The “your father” clanged like a broken bell. Lydia gazed into the fire and waited for Roy to check on the turkey again before saying another word. When he abruptly left she sent her mother a pained expression but still said nothing. In the embers she could see shadowy figures. They were dancers and fighters. They were frantically fusing together and licking at the walls, only to disintegrate.

“I’m sorry, honey.”

Sorry, honey, sorrow, honey, sad, honey. Lydia was sorry, too, ineffably sorry. Sorry rose up scorching and licked at her insides. She was sorry that the lake house had needed a master carpenter, that its former mistress had needed a master carpenter.
I have a fire going
. She was sorry about Venus. She regretted the elbow and the earrings. She thought of calling to say so.
Sorry I nearly put your teeth out in a panic
, she wanted to tell her
. Forgive me.

“Lydia…?”

“I know, Mom. So am I.”

Roy reentered the room cautiously wearing his new pants. “Ready when you are.”

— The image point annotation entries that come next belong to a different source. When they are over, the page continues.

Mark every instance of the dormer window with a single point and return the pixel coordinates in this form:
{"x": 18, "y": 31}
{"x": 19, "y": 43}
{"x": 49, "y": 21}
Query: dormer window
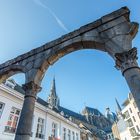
{"x": 10, "y": 83}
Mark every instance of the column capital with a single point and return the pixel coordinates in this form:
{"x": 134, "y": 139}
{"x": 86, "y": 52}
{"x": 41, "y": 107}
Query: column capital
{"x": 126, "y": 60}
{"x": 31, "y": 89}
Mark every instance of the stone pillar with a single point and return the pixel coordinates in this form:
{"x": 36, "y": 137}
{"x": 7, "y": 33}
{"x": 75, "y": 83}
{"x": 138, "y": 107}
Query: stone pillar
{"x": 25, "y": 123}
{"x": 127, "y": 63}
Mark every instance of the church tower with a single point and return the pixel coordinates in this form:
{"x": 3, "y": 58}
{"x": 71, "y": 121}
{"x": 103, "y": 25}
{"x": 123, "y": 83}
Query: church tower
{"x": 53, "y": 99}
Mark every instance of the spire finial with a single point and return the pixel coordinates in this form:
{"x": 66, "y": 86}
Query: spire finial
{"x": 118, "y": 105}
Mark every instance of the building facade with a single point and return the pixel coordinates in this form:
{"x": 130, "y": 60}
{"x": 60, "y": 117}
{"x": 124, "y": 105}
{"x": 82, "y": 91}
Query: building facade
{"x": 47, "y": 124}
{"x": 128, "y": 123}
{"x": 51, "y": 121}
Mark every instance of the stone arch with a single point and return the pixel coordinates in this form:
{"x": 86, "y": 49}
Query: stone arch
{"x": 112, "y": 33}
{"x": 10, "y": 71}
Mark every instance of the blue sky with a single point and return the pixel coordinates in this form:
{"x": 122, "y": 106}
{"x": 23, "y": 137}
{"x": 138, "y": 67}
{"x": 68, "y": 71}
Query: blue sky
{"x": 86, "y": 77}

“Ready as ever,” Marilyn said, glancing to her daughter.

Lydia glanced to both of them. Del was right, she mused. Roy was a man who could get away with wearing leather pants without the risk of looking queer. Delilah was wrong, however, in her romantic hope that Marilyn would ever be done with him.

Standing an arm’s length apart from each other, Lydia could practically see the force that was pulling them together. Illuminated in lamplight and winter’s fire, they didn’t look old so much as weary. Two weary people who had closed a vast distance between them, walking for so long it had forever stooped them, traveling by day till the sun and the wind and the rain had bleached their hair white and permanently stained their skin, traveling by night till the darkness had left them farsighted. Nothing and no one could have prevented this man and this woman from coming together. They were so clearly each other’s destination.

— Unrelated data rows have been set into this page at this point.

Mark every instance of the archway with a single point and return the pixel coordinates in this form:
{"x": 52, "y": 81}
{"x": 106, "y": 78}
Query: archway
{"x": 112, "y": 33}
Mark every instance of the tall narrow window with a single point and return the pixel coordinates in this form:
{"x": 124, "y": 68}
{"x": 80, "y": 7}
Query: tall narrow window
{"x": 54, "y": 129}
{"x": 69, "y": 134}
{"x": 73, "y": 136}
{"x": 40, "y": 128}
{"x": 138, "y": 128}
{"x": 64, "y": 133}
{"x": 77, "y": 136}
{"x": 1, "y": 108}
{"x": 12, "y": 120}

“You go on ahead,” Lydia told them. “I need to make a quick call.”

 

Chapter 47

Fortitudinous

 

It helped immensely to find Paris dry and warm, even if the skies were inclement. It didn’t hurt either that Claudine was there at the airport when the plane landed. Venus took her hand and allowed herself to be whisked into a waiting taxi.

“Ooh–what happened?”

“I hit it, Claudine.”

“She bit it?”

“Hah.”

At the apartment in Marais things were exactly the same as when Venus had last seen it, the cat sleeping like an overindulged trollop on the only decent chair Claudine owned, pantyhose and brassieres hanging from the kitchen hooks, half-read books and newspapers covering the floor like a carpet, and emptied boxes of Parisian confections collecting at the foot of the four-post bed. How the woman loved her
chocolat
.

She smiled and marveled anew at Claudine’s exclusive address with its exposed plumbing network and turn-of-the-century appliances, the walls thick with paint and paper and so warped it made her feel seasick to stand up for too long or to ponder the pictures that hung on them, whether they were crooked or not. The wide plank floors were wavy, too, worn into an etched path that forked from the small entranceway. One road led to the left through the living room into the kitchen, the other went right for the bedroom, sneaking past the half-drawn makeshift curtains Claudine had tacked across the doorway for privacy. Privacy from whom, Venus could only speculate. Maybe there were some who came uninvited, who were not welcome in her bedroom. To them, perhaps she was just a coquette and not a mistress. If that was the case then she liked the curtains there, Venus decided, stepping over the fork deliberately and halting in the middle of the living room to drop her bag.